Здесь, в квартире на Девятой Восточной улице, она призналась, что на Юге ее изнасиловали. Даже теперь мне трудно передать, в какой я пришла ужас, никак не могла поверить. Элдридж Кливер[5] тогда еще не писал, что он революционер-насильник и «практикуется» на черных женщинах, чтобы перейти потом к белым. И если я не ошибаюсь, Лерой Джонс[6] (так он звался в те времена, а теперь, конечно, Имаму Барака, что звучит еще самонадеяннее, чем «Ле Руа» — «король») не успел еще опубликовать свой совет черным юношам-повстанцам (как надлежит поступать бунтующим женщинам, он не объяснил): «Насилуйте белых девушек. Насилуйте их отцов». Он, понятно, придавал своим словам и буквальный смысл, и еще такой: изнасиловать белую девушку — все равно что надругаться над ее отцом. Негры, да и вообще мужчины, не улавливали, в чем тут особая жестокость, зато уж женщины любого цвета кожи ее безошибочно чувствовали и возмущались.
— Расскажи подробнее,— попросила я.
Она пожала плечами, назвала имя. Оно встречалось в газетах, правда, мелким шрифтом.

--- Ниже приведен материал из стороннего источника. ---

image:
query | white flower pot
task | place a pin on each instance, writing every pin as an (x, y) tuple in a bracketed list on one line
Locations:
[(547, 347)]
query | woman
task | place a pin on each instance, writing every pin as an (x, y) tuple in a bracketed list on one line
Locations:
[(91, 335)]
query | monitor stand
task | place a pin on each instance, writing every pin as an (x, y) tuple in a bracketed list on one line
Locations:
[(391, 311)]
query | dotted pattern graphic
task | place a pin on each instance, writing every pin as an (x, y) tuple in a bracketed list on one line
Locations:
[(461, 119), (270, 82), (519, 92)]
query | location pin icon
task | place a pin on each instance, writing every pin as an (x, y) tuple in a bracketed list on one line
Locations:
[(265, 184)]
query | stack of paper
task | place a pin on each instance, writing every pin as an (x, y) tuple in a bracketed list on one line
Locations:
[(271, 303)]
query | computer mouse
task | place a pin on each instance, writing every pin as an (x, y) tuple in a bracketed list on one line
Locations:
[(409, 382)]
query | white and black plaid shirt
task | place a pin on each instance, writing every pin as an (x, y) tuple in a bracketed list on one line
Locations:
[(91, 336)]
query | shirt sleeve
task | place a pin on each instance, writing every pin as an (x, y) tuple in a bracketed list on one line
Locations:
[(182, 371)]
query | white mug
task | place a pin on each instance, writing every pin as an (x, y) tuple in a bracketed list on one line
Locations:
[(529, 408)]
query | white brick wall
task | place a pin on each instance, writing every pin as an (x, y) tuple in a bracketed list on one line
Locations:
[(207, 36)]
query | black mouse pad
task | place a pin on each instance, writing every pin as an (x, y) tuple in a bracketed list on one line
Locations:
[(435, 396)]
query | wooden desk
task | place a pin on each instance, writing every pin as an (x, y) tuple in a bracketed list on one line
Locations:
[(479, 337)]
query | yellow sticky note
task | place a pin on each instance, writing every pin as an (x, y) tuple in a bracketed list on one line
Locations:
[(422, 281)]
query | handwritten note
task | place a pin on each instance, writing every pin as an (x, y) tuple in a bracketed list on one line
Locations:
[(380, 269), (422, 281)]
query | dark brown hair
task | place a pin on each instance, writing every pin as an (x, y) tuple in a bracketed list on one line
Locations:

В Движении он не блистал и вообще ничем не выделялся. Я его видела как-то. Он мне не понравился: неотесанный какой-то, а негритянок называл «наши бабы». (Когда Движение только зарождалось, мы тешили себя мыслью, что черные мужчины хотят, чтобы все мы вместе были при них, потом уж догадались, что они понимали это буквально — принадлежали им.) В его внешности было что-то отталкивающее, хулиганское: развинченная походка, маленькие глазки, бугристая кожа, скверные зубы, да и тех маловато. Смешно, что именно он одним из первых выдвинул лозунг, который потом прочно связали с именем Стокли Кармайкла[7],— «Черная власть»! Стокли эту идею приписала пресса, потому что он был красивый, фотогеничный и бойкий на язык. А у того даже имя было какое-то уменьшительное — Фредди Пай, и это в век гигантов!
— Что ты делала?
— Старалась не поднимать шума.
— Почему ты не кричала? Уж я-то вопила бы как бешеная.
— А ты не понимаешь?
Я понимала. Мне показывали фотографию — труп Эммета Тилла, только что вытащенный из реки. Я видела снимки, где белые люди стояли вокруг костра и смотрели, как поджаривается тот, кто еще недавно говорил понятные им слова, пока они не вырвали у него язык. Еще как понимала.
— Что он хотел доказать?
— Не знаю, а ты знаешь?
— А может, он воспылал к тебе страстью? — спросила я.
— Вряд ли,— ответила она.
Мне вдруг стало стыдно. Потом я разозлилась. Просто рассвирепела. Да как она смеет такое рассказывать! — думала я.